NCHH and others crafted the proposal to protect children from dangerous but invisible lead-contaminated dust too easily left behind when contractors don’t use lead-safe work practices. These work practices were designed to prevent generating dust, enable easier cleanup in case dust is made, and check the work to ensure it was done properly. The National Association of Remodeling Industries (NARI) supported the proposal because it levels the playing field so that uncertified contractors do not undercut those who are certified and committed to following the rules.

EPA representatives testified at the hearing and strongly supported the proposal. They cited successes in similar approaches in the state of Minnesota and in the cities of Milwaukee, WI; Rochester, NY; and Oakland, CA. When the Minnesota legislature mandated the requirement, EPA saw a 40% increase in certifications for renovators – a sign of success. They made clear that the code official would only have to ensure the contractor has a valid certificate, not verify that the work was done properly – that's EPA’s job.

This proposal only affects multifamily housing and child-occupied facilities. A matching proposal for single-family homes and for townhouses is not up for a vote in May but will be in October.


B. RB361-16: Ensuring that homeowners choosing radon-resistant features in new home construction get a system that functions properly [pdf of proposal]

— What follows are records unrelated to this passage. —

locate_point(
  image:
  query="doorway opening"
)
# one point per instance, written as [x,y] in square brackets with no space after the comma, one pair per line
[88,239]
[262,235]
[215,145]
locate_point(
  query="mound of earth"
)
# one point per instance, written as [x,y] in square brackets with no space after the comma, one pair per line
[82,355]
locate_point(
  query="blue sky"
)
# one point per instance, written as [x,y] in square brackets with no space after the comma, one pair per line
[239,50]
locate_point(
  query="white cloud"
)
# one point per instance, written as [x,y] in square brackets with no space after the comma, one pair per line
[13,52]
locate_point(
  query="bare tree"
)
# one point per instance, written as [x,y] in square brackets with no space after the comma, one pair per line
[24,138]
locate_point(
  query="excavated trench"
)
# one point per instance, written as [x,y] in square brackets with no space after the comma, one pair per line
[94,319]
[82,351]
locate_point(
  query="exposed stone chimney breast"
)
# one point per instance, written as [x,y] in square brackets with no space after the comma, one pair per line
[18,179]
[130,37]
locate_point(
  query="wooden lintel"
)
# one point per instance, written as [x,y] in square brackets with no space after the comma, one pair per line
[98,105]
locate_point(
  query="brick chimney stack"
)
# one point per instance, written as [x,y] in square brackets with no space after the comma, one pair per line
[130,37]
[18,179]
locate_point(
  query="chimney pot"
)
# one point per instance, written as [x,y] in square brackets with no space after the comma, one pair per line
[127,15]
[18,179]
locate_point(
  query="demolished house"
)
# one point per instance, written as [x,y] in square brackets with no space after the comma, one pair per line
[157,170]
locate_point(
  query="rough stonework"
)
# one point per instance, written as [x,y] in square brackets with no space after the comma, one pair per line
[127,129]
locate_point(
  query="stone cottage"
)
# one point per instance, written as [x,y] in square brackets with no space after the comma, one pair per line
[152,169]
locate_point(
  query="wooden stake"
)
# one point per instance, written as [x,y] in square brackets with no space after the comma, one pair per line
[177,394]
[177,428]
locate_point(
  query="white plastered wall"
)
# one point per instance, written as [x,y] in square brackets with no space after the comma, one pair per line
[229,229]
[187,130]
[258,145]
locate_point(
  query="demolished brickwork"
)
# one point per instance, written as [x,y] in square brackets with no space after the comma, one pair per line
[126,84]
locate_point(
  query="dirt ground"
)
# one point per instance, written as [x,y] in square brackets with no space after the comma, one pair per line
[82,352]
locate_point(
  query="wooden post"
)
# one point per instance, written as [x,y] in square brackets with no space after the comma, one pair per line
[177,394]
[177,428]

When a homeowner wants a home built to prevent radon from coming into the home from the ground, they demand “radon-resistant new construction.” It costs about $1,200 and helps to protect residents from the second leading cause of lung cancer. But it only works if it is installed properly.

The American Association of Radon Scientists and Technologists (AARST) proposed a change to the International Residential Code (IRC) to provide that a code official has a basis to inspect the work to ensure the system functions as designed.

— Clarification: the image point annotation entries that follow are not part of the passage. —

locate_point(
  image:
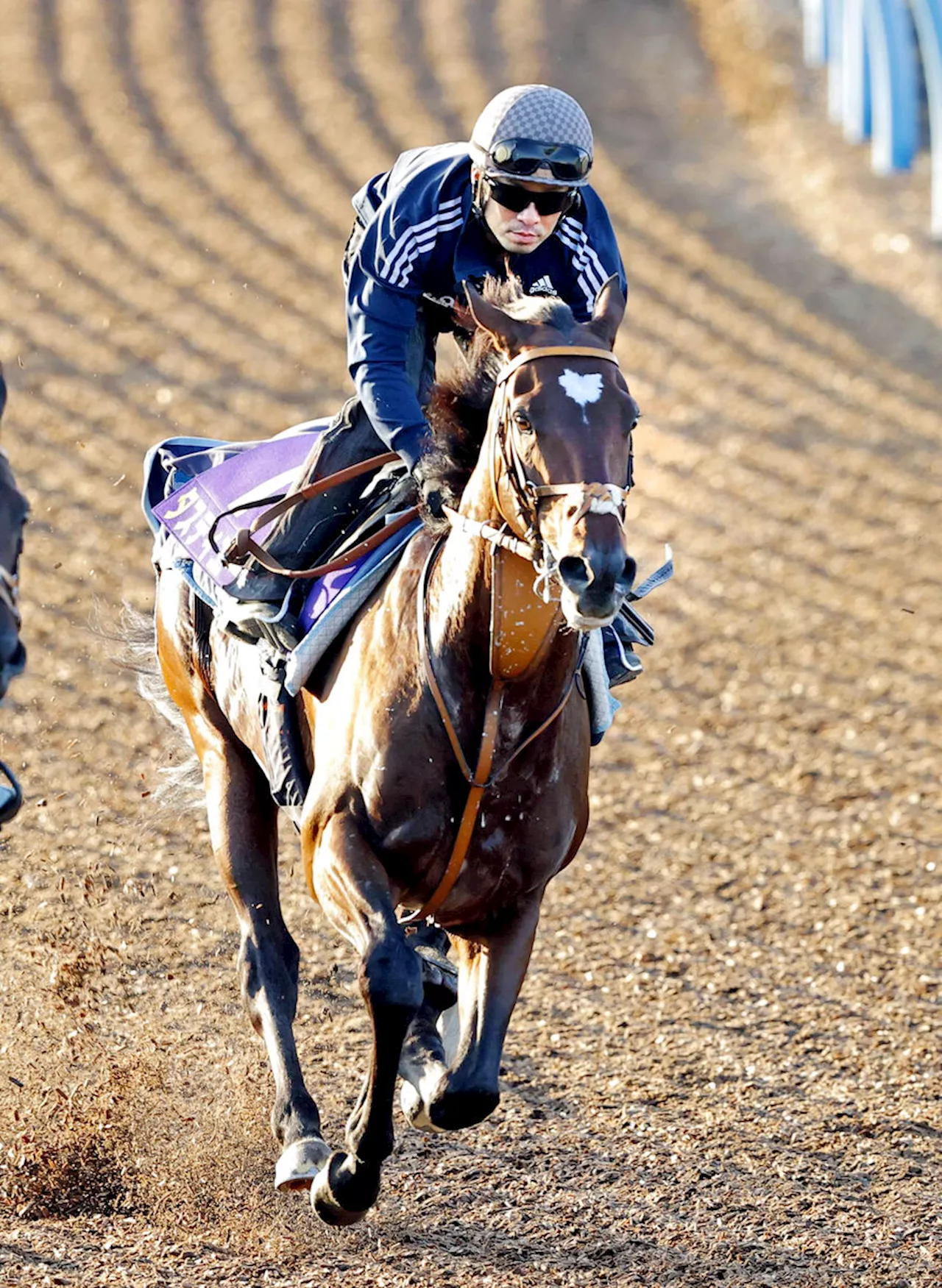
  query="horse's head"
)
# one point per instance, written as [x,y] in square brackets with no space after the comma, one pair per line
[13,512]
[559,444]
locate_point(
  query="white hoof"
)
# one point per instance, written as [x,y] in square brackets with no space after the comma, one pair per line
[300,1164]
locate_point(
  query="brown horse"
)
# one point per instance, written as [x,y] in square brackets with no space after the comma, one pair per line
[396,817]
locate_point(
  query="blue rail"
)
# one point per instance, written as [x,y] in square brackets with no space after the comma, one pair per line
[873,51]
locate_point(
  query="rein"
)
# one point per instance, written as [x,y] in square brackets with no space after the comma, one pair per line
[593,497]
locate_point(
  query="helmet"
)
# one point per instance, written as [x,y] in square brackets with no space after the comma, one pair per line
[528,128]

C. RB152-16: Allowing below-grade foam insulation to be free of brominated flame retardants
[pdf of proposal]

The current IRC requires that foam insulation contain flame retardants even if the foam is sandwiched between the concrete foundation and the ground outside. The chemicals serve no purpose in this situation. Providing architects, builders, and homeowners with the option for foam insulation free from flame retardants is important given the serious health questions that have been raised about some of these chemicals, especially brominated flame retardants.

A coalition led by the Green Science Policy Institute proposed giving architects, builders, and homeowners the ability to choose flame-retardant-free foam insulation for below-grade uses. Mandating the use of chemicals that serve no purpose and may create a health risk is contrary to the ICC’s purpose of protection health, safety, and general welfare.


D. PM7-16: Requiring carbon monoxide alarms in all homes with combustion sources or an attached garage [pdf of proposal]

The International Fire Code (IFC) and the IRC require a carbon monoxide (CO) alarm in all homes with combustion sources, such as a fireplace or gas-fired appliance, or with an attached garage. These alarms protect residents from brain damage or death when combusting appliances fail or when air from a garage with an idling car is pulled into the home. More than 300 people die each year from CO poisoning.

As of 2011, 49 million homes – 46% of owner-occupied and 33% of renters – had CO alarms. NCHH proposed adding the CO alarm requirement to the International Property Maintenance Code to better ensure the likelihood of a home receiving one since the homes the code inspector visits are the ones most neglected and most likely to have a malfunctioning gas-fired appliance.

The objective of the model codes is to protect public health, safety, and welfare. Each of these proposals are narrowly crafted to accomplish that objective with minimal burden on the code official, the contractor, and the owner. Each deserves approval by the ICC and provides a common approach for states and local jurisdictions to consider when they adapt the model code to the needs of their community.